Despite the eagerness of the brigades, a handful of massive fires broke out at the end of the dry season. A conflagration in May outside of Rosita devoured as many as 3,000 hectares of timber, a costly loss considering much of it was precious woods that normally fetchs a handsome price for export, according to Maximo Urbino, of the logging company MAPINIC.

The worst may be yet to come, however. Experts now say it may take more than three decades to remove all the fallen timber from the region, and about 40 percent of the wood is still in areas inaccessible by road.

On a recent visit to Zeledon’s home, which is surrounded by fallen timber, he told Sotelo that a few families have been hogging the chainsaws that the FAO and other organizations have donated to help them saw away at the downed wood.

Sotelo didn’t take the bait. He told Zeledon that his community has failed to organize itself.

Staying Positive

The son of

Nicaraguan street

performers, Sotelo manages to keep his wits about him despite the daily tragedy he deals with, the gut-jolting trips along bumpy roads, and nights sleeping on wooden floors or hammocks.

The people he meets along the way and a resilient sense of humor seem to keep him stable. Full of jokes, most not appropriate for print, he pulls them out at times when others seem to dwell on the region’s incalculable misfortune. Backslapping ensues.

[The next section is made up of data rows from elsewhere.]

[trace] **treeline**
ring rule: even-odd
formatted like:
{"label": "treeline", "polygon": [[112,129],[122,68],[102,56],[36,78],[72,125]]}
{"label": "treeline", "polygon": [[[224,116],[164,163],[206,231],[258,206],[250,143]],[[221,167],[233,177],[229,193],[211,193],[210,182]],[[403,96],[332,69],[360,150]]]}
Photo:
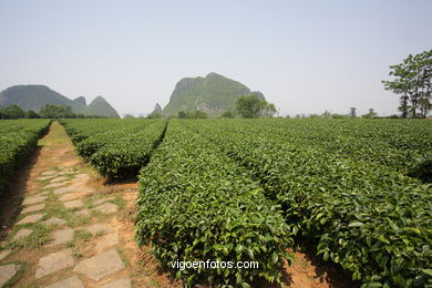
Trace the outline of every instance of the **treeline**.
{"label": "treeline", "polygon": [[0,119],[104,119],[101,115],[84,115],[82,113],[72,112],[71,106],[56,104],[47,104],[39,110],[39,113],[33,110],[24,111],[18,105],[0,105]]}
{"label": "treeline", "polygon": [[[287,115],[286,119],[290,119],[290,115]],[[330,113],[329,111],[325,111],[322,114],[296,114],[295,119],[399,119],[400,116],[397,114],[390,116],[379,116],[378,113],[373,109],[369,109],[368,113],[362,115],[357,115],[357,109],[350,107],[348,114],[338,114]]]}
{"label": "treeline", "polygon": [[[272,117],[277,110],[275,104],[268,103],[266,100],[259,99],[256,94],[249,94],[238,97],[233,107],[228,107],[219,117],[223,119],[258,119]],[[153,112],[147,115],[147,119],[166,117],[160,112]],[[200,110],[193,112],[179,111],[177,115],[169,115],[168,119],[208,119],[209,115]]]}
{"label": "treeline", "polygon": [[425,119],[432,109],[432,50],[410,54],[390,69],[393,79],[382,83],[399,95],[401,117]]}

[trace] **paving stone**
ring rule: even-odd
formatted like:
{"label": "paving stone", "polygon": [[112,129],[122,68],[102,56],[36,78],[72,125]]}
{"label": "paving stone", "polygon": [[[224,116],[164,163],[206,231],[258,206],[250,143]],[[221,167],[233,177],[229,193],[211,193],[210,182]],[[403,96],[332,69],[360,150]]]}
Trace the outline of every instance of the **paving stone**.
{"label": "paving stone", "polygon": [[90,226],[86,226],[86,227],[83,227],[82,229],[90,232],[91,234],[97,234],[101,232],[104,232],[104,233],[113,232],[113,229],[111,229],[110,227],[106,227],[105,225],[97,224],[97,223],[90,225]]}
{"label": "paving stone", "polygon": [[42,257],[39,260],[35,277],[40,278],[51,272],[59,271],[74,264],[72,249],[64,249],[58,253],[52,253]]}
{"label": "paving stone", "polygon": [[93,204],[93,205],[100,205],[100,204],[102,204],[102,203],[104,203],[104,202],[112,200],[112,199],[114,199],[113,196],[106,197],[106,198],[101,198],[101,199],[95,199],[95,200],[93,200],[92,204]]}
{"label": "paving stone", "polygon": [[73,269],[74,272],[99,281],[105,276],[124,269],[124,264],[115,249],[82,260]]}
{"label": "paving stone", "polygon": [[41,210],[43,208],[45,208],[45,204],[42,203],[42,204],[25,207],[21,213],[25,214],[25,213],[30,213],[30,212]]}
{"label": "paving stone", "polygon": [[37,177],[34,179],[37,179],[37,181],[45,181],[45,179],[51,179],[52,177],[55,177],[55,175]]}
{"label": "paving stone", "polygon": [[110,233],[105,236],[103,236],[101,239],[99,239],[95,249],[97,251],[102,251],[109,247],[115,246],[119,244],[119,233]]}
{"label": "paving stone", "polygon": [[58,226],[61,226],[61,225],[66,224],[66,220],[52,217],[52,218],[49,218],[48,220],[44,220],[43,224],[44,225],[58,225]]}
{"label": "paving stone", "polygon": [[45,288],[84,288],[84,285],[80,280],[80,277],[75,275],[68,279],[51,284]]}
{"label": "paving stone", "polygon": [[17,274],[18,267],[16,264],[0,266],[0,287],[3,287]]}
{"label": "paving stone", "polygon": [[47,245],[48,247],[71,241],[73,239],[73,229],[65,228],[65,229],[56,230],[52,234],[52,238],[54,240],[49,245]]}
{"label": "paving stone", "polygon": [[84,217],[88,217],[91,215],[90,210],[89,209],[82,209],[82,210],[78,210],[75,212],[75,215],[78,216],[84,216]]}
{"label": "paving stone", "polygon": [[88,178],[88,177],[90,178],[90,175],[89,174],[84,174],[84,173],[75,175],[75,178]]}
{"label": "paving stone", "polygon": [[42,172],[42,175],[43,175],[43,176],[47,176],[47,175],[54,175],[55,173],[56,173],[56,171],[50,169],[50,171]]}
{"label": "paving stone", "polygon": [[53,193],[55,195],[59,195],[59,194],[64,194],[64,193],[68,193],[68,192],[73,192],[73,191],[76,191],[76,188],[73,185],[71,185],[71,186],[66,186],[66,187],[61,187],[61,188],[54,189]]}
{"label": "paving stone", "polygon": [[51,179],[50,183],[64,182],[66,179],[68,179],[68,177],[60,176],[60,177],[55,177],[55,178]]}
{"label": "paving stone", "polygon": [[38,193],[40,196],[47,196],[48,194],[50,194],[49,191],[42,191],[41,193]]}
{"label": "paving stone", "polygon": [[47,196],[33,195],[33,196],[27,197],[22,204],[31,205],[31,204],[44,202],[45,199],[47,199]]}
{"label": "paving stone", "polygon": [[72,209],[72,208],[79,208],[83,205],[82,200],[70,200],[70,202],[65,202],[63,203],[63,206],[66,208],[66,209]]}
{"label": "paving stone", "polygon": [[23,237],[27,237],[29,236],[30,234],[32,234],[33,230],[30,230],[30,229],[25,229],[25,228],[22,228],[21,230],[17,232],[17,234],[13,236],[13,240],[17,240],[19,238],[23,238]]}
{"label": "paving stone", "polygon": [[66,200],[72,200],[72,199],[76,199],[76,198],[80,198],[80,197],[82,197],[82,194],[72,193],[72,194],[66,194],[66,195],[61,196],[60,200],[61,202],[66,202]]}
{"label": "paving stone", "polygon": [[35,223],[39,222],[43,216],[45,216],[47,213],[40,213],[40,214],[34,214],[34,215],[29,215],[22,218],[17,223],[17,225],[23,225],[23,224],[29,224],[29,223]]}
{"label": "paving stone", "polygon": [[122,278],[122,279],[99,286],[99,288],[131,288],[131,287],[132,287],[132,284],[131,284],[130,278]]}
{"label": "paving stone", "polygon": [[99,212],[102,212],[105,214],[114,213],[117,210],[117,205],[114,205],[112,203],[105,203],[105,204],[102,204],[102,205],[94,207],[93,210],[99,210]]}
{"label": "paving stone", "polygon": [[56,188],[56,187],[64,186],[65,184],[66,184],[65,182],[51,183],[51,184],[48,184],[48,185],[43,186],[43,188],[44,188],[44,189]]}
{"label": "paving stone", "polygon": [[8,255],[11,253],[11,250],[7,249],[7,250],[1,250],[0,251],[0,261],[2,259],[4,259],[6,257],[8,257]]}

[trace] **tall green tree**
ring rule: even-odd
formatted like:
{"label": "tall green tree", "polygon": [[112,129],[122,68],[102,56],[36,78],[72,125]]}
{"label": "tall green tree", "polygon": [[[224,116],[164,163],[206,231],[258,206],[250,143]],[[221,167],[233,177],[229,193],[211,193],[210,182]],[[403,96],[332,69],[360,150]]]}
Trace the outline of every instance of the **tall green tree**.
{"label": "tall green tree", "polygon": [[71,106],[47,104],[39,110],[39,114],[44,119],[64,119],[74,116]]}
{"label": "tall green tree", "polygon": [[4,106],[1,111],[2,119],[23,119],[25,112],[18,105]]}
{"label": "tall green tree", "polygon": [[351,117],[357,117],[357,113],[356,113],[357,109],[356,107],[350,107],[350,116]]}
{"label": "tall green tree", "polygon": [[275,104],[260,100],[255,94],[238,97],[236,110],[245,119],[271,117],[277,112]]}
{"label": "tall green tree", "polygon": [[[402,117],[425,117],[432,103],[432,50],[412,55],[390,66],[393,80],[382,81],[385,90],[400,95]],[[420,113],[420,114],[418,114]]]}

His outlook has helped him to confront the enormous task at hand: getting aid to rebellious communities in the furthest and poorest reaches of Nicaragua. At least on the surface, this Nicaraguan Virgil touring Dante’s Inferno has been able to stare into the abyss without letting it stare back into him.

Despite the enormous challenge and limited measures of success, Sotelo is rewarded by the thought that his relief efforts have helped prevent a disaster from becoming an even greater tragedy.

“Many people feel a famine was avoided,” he says.